Pitt would willingly have continued in office. He loved power, and he knew that England needed him and the strong ministry of which he was the head and soul, but he was not a man to barter principle for office. His message to the king is intelligible, as a prime minister of our own time has pointed out, without so mean an interpretation.[317] He recognised that while the king lived catholic emancipation could not be gained save at too high a price. George was sixty-two, and his life was thought to be precarious; no one could foresee that he would outlive Pitt, who was twenty years younger. An attempt to force the question on him would have again brought on insanity, and would perhaps have killed him. Pitt was deeply moved by the king's words, and yielded to feelings of pity and personal affection for the sovereign he had served for seventeen years. On March 14 he gave back the seal of the exchequer into the king's hands. Once again then, and not for the last time, did George defeat the policy of his ministers and drive them from office. In this case the blame chiefly rests on the traitor Loughborough, who, for his own purposes, happily to be foiled, interfered between the king and Pitt and excited the king's religious prejudices. But George's conduct at this crisis cannot be viewed wholly apart from his earlier attempts at personal rule, for it proves that he was unable to understand that his ministers were responsible for his political acts. His refusal to assent to emancipation deprived Ireland of the happy results which Pitt expected, and brought much trouble on the country. As regards its effect on the empire at large, it is enough to say that it took the helm of state out of the hands of Pitt.

FOOTNOTES:

[301] Grenville to Whitworth, Nov. 1, 1799, MS. Russia, R.O.
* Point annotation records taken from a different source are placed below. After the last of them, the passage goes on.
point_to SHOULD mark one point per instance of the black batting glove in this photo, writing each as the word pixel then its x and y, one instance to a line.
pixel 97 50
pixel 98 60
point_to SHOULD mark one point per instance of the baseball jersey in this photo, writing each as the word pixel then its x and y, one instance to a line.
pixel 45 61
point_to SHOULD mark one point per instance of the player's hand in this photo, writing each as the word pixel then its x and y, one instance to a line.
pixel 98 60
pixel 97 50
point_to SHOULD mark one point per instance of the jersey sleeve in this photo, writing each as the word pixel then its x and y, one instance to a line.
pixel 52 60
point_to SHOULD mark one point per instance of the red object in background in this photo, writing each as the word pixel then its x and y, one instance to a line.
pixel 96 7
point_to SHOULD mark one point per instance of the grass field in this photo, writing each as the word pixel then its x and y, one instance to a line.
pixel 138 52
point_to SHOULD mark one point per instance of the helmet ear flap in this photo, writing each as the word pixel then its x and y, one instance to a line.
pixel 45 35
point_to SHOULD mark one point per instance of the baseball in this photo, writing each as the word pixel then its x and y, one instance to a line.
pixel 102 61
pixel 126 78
[302] Acton to Nelson, Aug. 1, 1799, Nelson and the Neapolitan Jacobins, p. 325.

[303] The latest discussions on this affair are in Captain Mahan's Life of Nelson, 2nd edition, 1899; Engl. Hist. Rev., April, 1898, July, 1899, October, 1900; Athenæum, July 8 and Aug. 5, 1899; Mr. Gutteridge's Nelson and the Neapolitan Jacobins (Navy Records Soc.), 1903, containing documents, with the Diario Napol. and the Compendio di Micheroux from the Archivio Storico per le province Napol., xxiv. (1899), pt. iv.; Marchese Maresca's Il Cavaliere Micheroux, 1895; Madame Giglioni's Naples in 1799, 1903, and two articles by Dr. Hueffer in the Revue Historique, Sept.-Dec, 1903, and Jan.-April, 1904, to which I am indebted.

[304] Mahan, Life of Nelson, i., 439.

[305] Whitworth to Grenville, Nov. 1 and 13, and Dalrymple to Huskisson, Dec. 31, 1799, MS. Russia, R.O.